主人公の名は代助。名前に「代」が使われていることにも、考え始めれば色々と考えさせられるという。深読みもしてしまいますが。
「代」という文字が使われる言葉としたら、「時代」とか「代表」とか「一代」とか「代金」とか。様々ありますが、「代わる」という意味合いがあり、何か「代助」を通して、物事の本質を見せていると言った現象がこのお話の中で起きているような気がします。「代助」がこの当時の世相の「代表」とでも言うような。
主人公の代助は、実業家の父と兄を持ち、生活にも困らずに職にも就かずにふらふらとしている次男坊の位置づけです。……もうこれだけで今に生きる人からすれば、どことなく許すまじの気持ちが出てきてしまい兼ねませんが、まあ、そういう荒ぶる気持ちはとりあえずその辺に置いておいて読むのをお勧めします(笑)
学生当時、同級生に平岡という男がおり、その妻となったのが代助の想い人である三千代。この関係だけを見ると、いかにも平岡が悪い奴~みたいな印象を受けるかも知れませんが、そもそも代助が平岡と三千代の結婚を斡旋しているという背景があり、別に平岡が悪い奴というわけではありません。平岡は新聞社に勤める人となり、一方で代助は職に就かずにふらふらとした立場にいたために、三千代を幸せにできるのは平岡だと、代助は半ば譲るようにして彼ら二人が一緒になることを勧めたという。……うーん、こじれてるなぁ。

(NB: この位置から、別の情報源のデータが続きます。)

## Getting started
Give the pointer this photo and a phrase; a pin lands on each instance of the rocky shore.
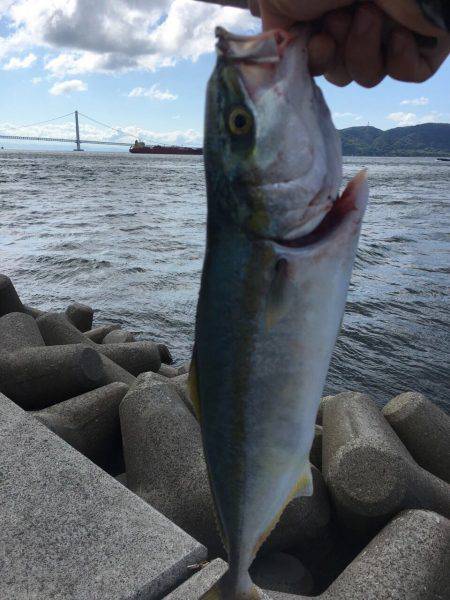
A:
(105, 492)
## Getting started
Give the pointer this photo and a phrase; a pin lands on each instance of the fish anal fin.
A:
(303, 487)
(193, 387)
(225, 590)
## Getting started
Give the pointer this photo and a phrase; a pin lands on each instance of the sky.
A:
(142, 67)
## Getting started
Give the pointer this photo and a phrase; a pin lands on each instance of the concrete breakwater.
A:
(105, 493)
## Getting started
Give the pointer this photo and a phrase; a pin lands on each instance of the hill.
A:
(429, 139)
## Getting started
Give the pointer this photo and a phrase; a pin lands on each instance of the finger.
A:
(337, 23)
(363, 52)
(407, 62)
(321, 52)
(301, 10)
(254, 8)
(338, 74)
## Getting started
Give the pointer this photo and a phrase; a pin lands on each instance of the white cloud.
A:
(19, 63)
(422, 101)
(154, 93)
(67, 87)
(347, 115)
(119, 35)
(404, 119)
(66, 129)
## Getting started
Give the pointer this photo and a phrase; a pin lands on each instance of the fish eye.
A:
(240, 121)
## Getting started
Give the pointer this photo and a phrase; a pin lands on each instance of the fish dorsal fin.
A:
(193, 386)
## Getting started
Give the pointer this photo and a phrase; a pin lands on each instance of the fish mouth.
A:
(266, 47)
(351, 203)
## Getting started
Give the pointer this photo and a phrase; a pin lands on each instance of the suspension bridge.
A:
(77, 140)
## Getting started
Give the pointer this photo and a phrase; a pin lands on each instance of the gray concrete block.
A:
(135, 358)
(17, 331)
(33, 312)
(165, 466)
(167, 371)
(370, 474)
(166, 356)
(199, 583)
(9, 298)
(181, 384)
(38, 377)
(69, 531)
(119, 336)
(281, 572)
(140, 356)
(315, 455)
(202, 581)
(90, 423)
(407, 560)
(424, 429)
(98, 334)
(305, 525)
(184, 368)
(56, 329)
(113, 372)
(164, 458)
(80, 315)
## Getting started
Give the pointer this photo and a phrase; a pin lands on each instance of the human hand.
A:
(363, 41)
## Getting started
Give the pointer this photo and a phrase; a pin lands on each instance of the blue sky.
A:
(142, 66)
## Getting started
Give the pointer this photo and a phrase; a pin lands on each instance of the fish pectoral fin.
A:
(278, 296)
(193, 386)
(304, 486)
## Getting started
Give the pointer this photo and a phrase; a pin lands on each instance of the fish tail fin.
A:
(228, 588)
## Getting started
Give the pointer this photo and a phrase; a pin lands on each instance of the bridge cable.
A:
(42, 122)
(105, 125)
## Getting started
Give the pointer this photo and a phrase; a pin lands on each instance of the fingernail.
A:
(364, 21)
(398, 43)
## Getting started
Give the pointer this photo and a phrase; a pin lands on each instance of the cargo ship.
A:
(141, 148)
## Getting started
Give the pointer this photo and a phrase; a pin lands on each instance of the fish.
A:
(280, 247)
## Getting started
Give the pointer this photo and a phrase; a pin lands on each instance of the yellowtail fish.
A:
(280, 250)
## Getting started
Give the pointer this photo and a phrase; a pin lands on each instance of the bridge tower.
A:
(77, 132)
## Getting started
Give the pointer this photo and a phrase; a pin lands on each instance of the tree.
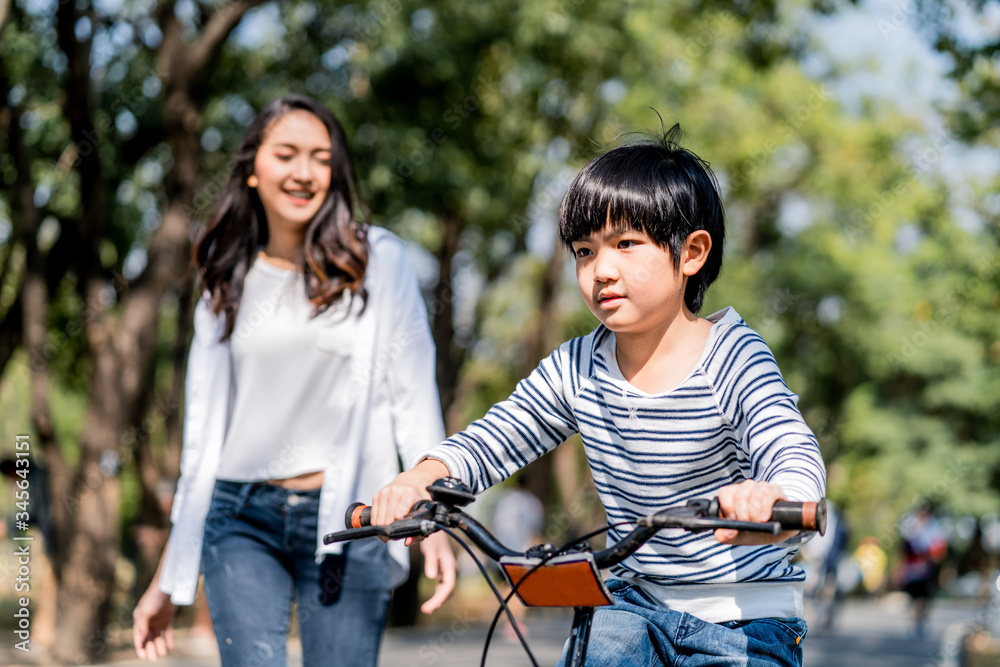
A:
(117, 326)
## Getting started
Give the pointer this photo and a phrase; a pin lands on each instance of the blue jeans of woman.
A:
(259, 555)
(635, 631)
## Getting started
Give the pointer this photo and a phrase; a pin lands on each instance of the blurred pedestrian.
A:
(310, 376)
(924, 547)
(826, 553)
(872, 560)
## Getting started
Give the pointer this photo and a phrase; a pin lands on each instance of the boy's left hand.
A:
(439, 564)
(749, 501)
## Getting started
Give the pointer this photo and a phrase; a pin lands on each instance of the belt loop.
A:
(247, 491)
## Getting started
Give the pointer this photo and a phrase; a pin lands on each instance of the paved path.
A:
(866, 634)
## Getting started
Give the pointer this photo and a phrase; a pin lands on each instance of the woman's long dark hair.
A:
(336, 246)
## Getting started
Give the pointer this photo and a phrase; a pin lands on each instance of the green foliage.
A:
(843, 248)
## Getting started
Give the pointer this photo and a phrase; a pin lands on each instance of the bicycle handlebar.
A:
(428, 516)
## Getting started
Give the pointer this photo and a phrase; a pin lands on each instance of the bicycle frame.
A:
(448, 495)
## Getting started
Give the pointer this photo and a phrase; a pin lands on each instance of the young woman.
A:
(311, 374)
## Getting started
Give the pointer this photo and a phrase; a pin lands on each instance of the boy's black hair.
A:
(655, 187)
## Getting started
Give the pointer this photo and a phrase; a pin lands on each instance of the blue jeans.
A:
(259, 554)
(636, 631)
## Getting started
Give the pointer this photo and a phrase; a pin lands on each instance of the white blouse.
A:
(287, 368)
(381, 407)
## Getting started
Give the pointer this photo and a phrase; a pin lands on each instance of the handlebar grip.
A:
(358, 515)
(803, 516)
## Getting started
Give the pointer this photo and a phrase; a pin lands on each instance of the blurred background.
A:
(855, 143)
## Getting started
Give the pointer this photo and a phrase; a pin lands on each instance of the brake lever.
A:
(700, 515)
(394, 531)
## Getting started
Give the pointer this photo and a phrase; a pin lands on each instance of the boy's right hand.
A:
(152, 628)
(395, 500)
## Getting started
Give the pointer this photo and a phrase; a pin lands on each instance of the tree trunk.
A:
(543, 336)
(449, 355)
(87, 509)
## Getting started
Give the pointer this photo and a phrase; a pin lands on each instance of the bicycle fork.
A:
(579, 635)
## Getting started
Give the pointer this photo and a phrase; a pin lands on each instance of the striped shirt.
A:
(732, 418)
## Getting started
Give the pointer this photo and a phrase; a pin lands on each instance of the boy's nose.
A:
(605, 268)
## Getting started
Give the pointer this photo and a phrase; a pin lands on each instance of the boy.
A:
(670, 407)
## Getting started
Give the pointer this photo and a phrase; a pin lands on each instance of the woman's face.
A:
(292, 171)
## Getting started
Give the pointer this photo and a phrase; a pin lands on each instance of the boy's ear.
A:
(694, 254)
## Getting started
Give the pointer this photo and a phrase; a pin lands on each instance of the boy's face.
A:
(628, 281)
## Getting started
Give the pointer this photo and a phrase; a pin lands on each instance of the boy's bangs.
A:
(595, 203)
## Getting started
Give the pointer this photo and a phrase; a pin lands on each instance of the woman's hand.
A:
(395, 500)
(152, 627)
(749, 501)
(439, 564)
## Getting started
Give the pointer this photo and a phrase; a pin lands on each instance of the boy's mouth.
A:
(606, 299)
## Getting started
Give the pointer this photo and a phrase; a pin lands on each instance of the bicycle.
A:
(567, 576)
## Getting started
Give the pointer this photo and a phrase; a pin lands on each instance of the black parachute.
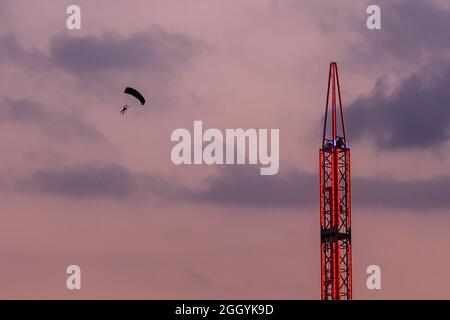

平岡と三千代が結婚し、数年経って再会した代助と平岡の会話に、彼らがそれまで過ごしてきた生活の違いを見ることができます。当時、世の中は不況で、暗い雰囲気が漂う状況。平岡はその世の中で揉まれている苦労人という位置づけの一方で、代助は親の金で気ままに過ごすプータロー。だけどいっちょ前に学問は修めているので、頭だけは色々と回転します。
そんな代助が平岡に言った言葉に、次のようなものが。
”僕の知ったものに、丸で音楽の解らないものがある。学校の教師をして、一軒ぢゃ飯が食へないもんだから、三軒も四軒も懸け持をやってゐるが、そりや気の毒なもんで、下読(したよみ)をするのと、教場へ出て器械的に口を動かしてゐるより外に全く暇がない。たまの日曜杯は骨休めとか号して一日ぐうぐう寐ている。だから何所(どこ)に音楽会があらうと、どんな名人が外国から来やうと聞に行く機会がない。つまり楽といふ一種の美しい世界には丸で足を踏み込まないで死んで仕舞はなくつちゃならない。僕から云はせると、是程憐れな無経験はないと思ふ。麺麭(パン)に関係した経験は、切実かも知れないが、要するに劣等だよ。麺麭を離れ水を離れた贅沢な経験をしなくつちや人間の甲斐はない。君は僕をまだ坊っちゃんだと考へてるらしいが、僕の住んでゐる贅沢な世界では、君よりずっと年長者の積りだ”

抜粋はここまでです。